Предок поэта Георг Лермонт – возможно, один из потомков шотландского барда Лермонта, будто бы жившего в одиннадцатом веке близ Эдинбурга, – оставил родину и выехал в Польшу. При одном из столкновений поляков с московскими войсками перешел к русскому царю. Вместе с несколькими десятками шотландцев и ирландцев. Потом жил в Галиче, в собственном поместье. Умер под Смоленском в звании ротмистра рейтар.

В словарной справке Брокгауза и Ефрона говорится, что продолжатель довольно многочисленного рода Лермонтовых – сын Георга (Юрия) Петр. В Саранске он был воеводою, а сыновья его – Евтихий и Петр – стольниками. У Евтихия был праправнук Юрий Петрович, отец поэта.

Мужчины рода Лермонтовых носили, как правило, имена Юрий или Петр. Михаил составляет редкое исключение. Это отступление от фамильной традиции проливает свет на расстановку семейных сил, когда появился на свет Михаил Юрьевич. А полагалось бы, будь на то воля отца, называться ему Петром Юрьевичем.

Шотландское происхождение Лермонтовых имеет, разумеется, узкогенеалогическое значение. Два века пролегли между Георгом Лермонтом и Михаилом Лермонтовым. И тем не менее, ступив на лондонскую землю, я уже думал о Шотландии. Замыслив книгу о Лермонтове, я, естественно, мечтал побывать во всех уголках, связанных с именем Лермонтова.

И в один прекрасный вечер я отправился на поезде в Эдинбург. Мое волнение все возрастало по мере того, как приближался к столице Шотландии.

Сошел я на эдинбургский асфальт ранним январским утром. И долго бродил по улицам города. Любовался средневековым замком, маячившим в утренней дымке. И вволю глядел на небо.

Как журналиста меня всегда влечет в редакцию, словно голодного коня в конюшню. Мне нужен был ответ на интересовавший меня вопрос, и я его быстро мог получить в стенах редакции.

Словом, я оказался в кабинете мистера Алистера Даннета, редактора газеты «Скотсмэн». Он встретил меня радушно. Сказал, что совсем недавно был в Сочи и в Абхазии. Охотно взялся ответить на мой вопрос.

– Мистер Даннет, – сказал я, – мне бы хотелось узнать, живы ли потомки вашего знаменитого певца древности Лермонта? Если да, то можно ли повидать кого-либо по фамилии Лермонт?

Через минуту на столе перед ним лежало несколько телефонных книг.

– Вот номера телефонов эдинбургских Лермонтов, – сказал он. – А вот список Лермонтов из Глазго. Вернее, их телефонов. А вот Лермонты в Данди, Абердине… Вам нужно еще?

Лермонтов оказалось так много, что я вынужден был довольствоваться копиями списков.

Вскоре я стоял на стене замка и любовался видом Эдинбурга и его окрестностей, которые оттуда – словно на ладони.

Семнадцатилетним юношей Михаил Лермонтов писал в стихотворении «Желание»: «Зачем я не птица, не ворон степной… На запад, на запад помчался бы я, где цветут моих предков поля, где в замке пустом, на туманных горах, их забвенный покоится прах… И арфы шотландской струну бы задел, и по сводам бы звук полетел…»

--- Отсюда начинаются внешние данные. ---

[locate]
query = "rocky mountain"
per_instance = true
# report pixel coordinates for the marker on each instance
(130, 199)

Так писал Михаил. Но сам Юрий Петрович Лермонтов, как видно, не очень-то хорошо был осведомлен о своем генеалогическом древе. И мы знаем немного о самом Юрии Петровиче. Павел Висковатов признает, что «сведений об Юрии Петровиче очень немного». Известно, что умер он 1 октября 1831 года. Похоронен в родном селе Кроптово, или Кропотово, недалеко от города Ефремова Тульской области. Могила его, казалось, затеряна. Однако в конце 1974 года она была отыскана, и под руководством директора музея-заповедника «Тарханы» Валентина Арзамасцева прах Юрия Петровича был перевезен в село Лермонтове и захоронен недалеко от фамильной часовни-склепа Арсеньевых.

Родился Юрий Петрович в 1787 году. Воспитывался в кадетском корпусе, служил прапорщиком в Кексгольмском пехотном полку. Снова вернулся в кадетский корпус. Служил Юрий Петрович недолго (семь лет), числился на хорошем счету у начальства и уволился по болезни в чине капитана, двадцати четырех лет от роду (7 ноября 1811 года).

По всем сведениям, это был красивый, со столичными манерами человек. Дворянское происхождение обеспечивало ему некоторое положение в свете. Но всего лишь – некоторое, ибо род его обеднел. По тем временам – ужасный порок.

Судя по всему, Юрий Петрович пользовался успехом у дам. Совершенно определенно. Вспомним, что им увлеклась почти с первого взгляда застенчивая Мария Арсеньева, которой едва минуло восемнадцать лет.

Мария Михайловна была единственной дочерью в семье Арсеньевых, имение которых находилось в селе Тарханы Пензенской губернии. Это очень близко от Чембар. Она потеряла отца в пятнадцать лет, жила с матерью.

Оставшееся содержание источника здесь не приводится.